Pistorious has achieved his dream: he will represent South Africa in the London Olympics, as Pistorious qualified in both the individual 400m race, and the 4x400m relay. It is a historic achievement, marking the first time ever that an amputee will compete in both the Olympics and Paralympics.
The news came Wednesday, as the South African Olympic committee added Pistorius’ nameto its list of 125 track and field athletes coming to London. He has run two Olympic ‘A’ standard times over the course of this year, but was unable to do so at an international meet, as required by the national federation’s qualifying standards.
For the South African Olympic committee, who insisted throughout the qualifying season that they would not make an exception for Pistorius, the decision to include Pistorius, at the end, seemed easy. Speaking with the AP, the South African Olympic committee’s President Gideon Sam said “As I have said many times before, we are not taking passengers to London.”
The 25-year old took to Twitter to express his own delight at the turn of events:
Today is really one of the happiest days of my life! Will be in @London2012 for both the Olympic and Paralympic Games!
Pistorius is undoubtedly one of South Africa’s best home grown sporting talents. He has garnered media attention for both his abilities on the track as well as controversies around the tools of his trade. His Flex-Foot Cheetahs – the J-shaped carbon fiber prosthetics that mimic the way a cat’s hind legs work – have been used by amputees since the 1990s, though not many have excelled in running with them the way Pistorius has.
For the South-African, who has grown up playing sports with able-bodied athletes, qualifying for the Games was a long battle. The IAAF banned him from the Olympics in Beijing, arguing that carbon-fiber limbs provided him with an advantage over other competitors. The Court of Arbitration overturned these findings however, noting that those using artificial limbs had disadvantages in accelerating at the start. (Pistorious was not fast enough to qualify for Beijing).
In 2011, there was controversy also at the IAAF World Athletics Championships when he was left out of the deciding race for the South African team.
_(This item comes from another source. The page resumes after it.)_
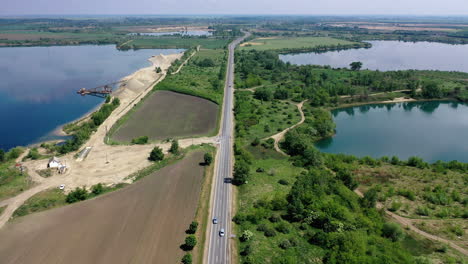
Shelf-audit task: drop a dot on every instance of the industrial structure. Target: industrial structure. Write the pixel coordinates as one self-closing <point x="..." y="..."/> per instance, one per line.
<point x="100" y="91"/>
He nevertheless won a silver medal – again, making history as the first amputee to win an able-bodied medal.
As a four-time Paralympic gold-medal holder (he took gold in the 100m, 200m and 400m), Pistorius will be hoping to not just run alongside able-bodies athletes; he’ll be shooting for a medal. If he won one, he’d become an even bigger inspiration – though he’s already inspired the world many times over.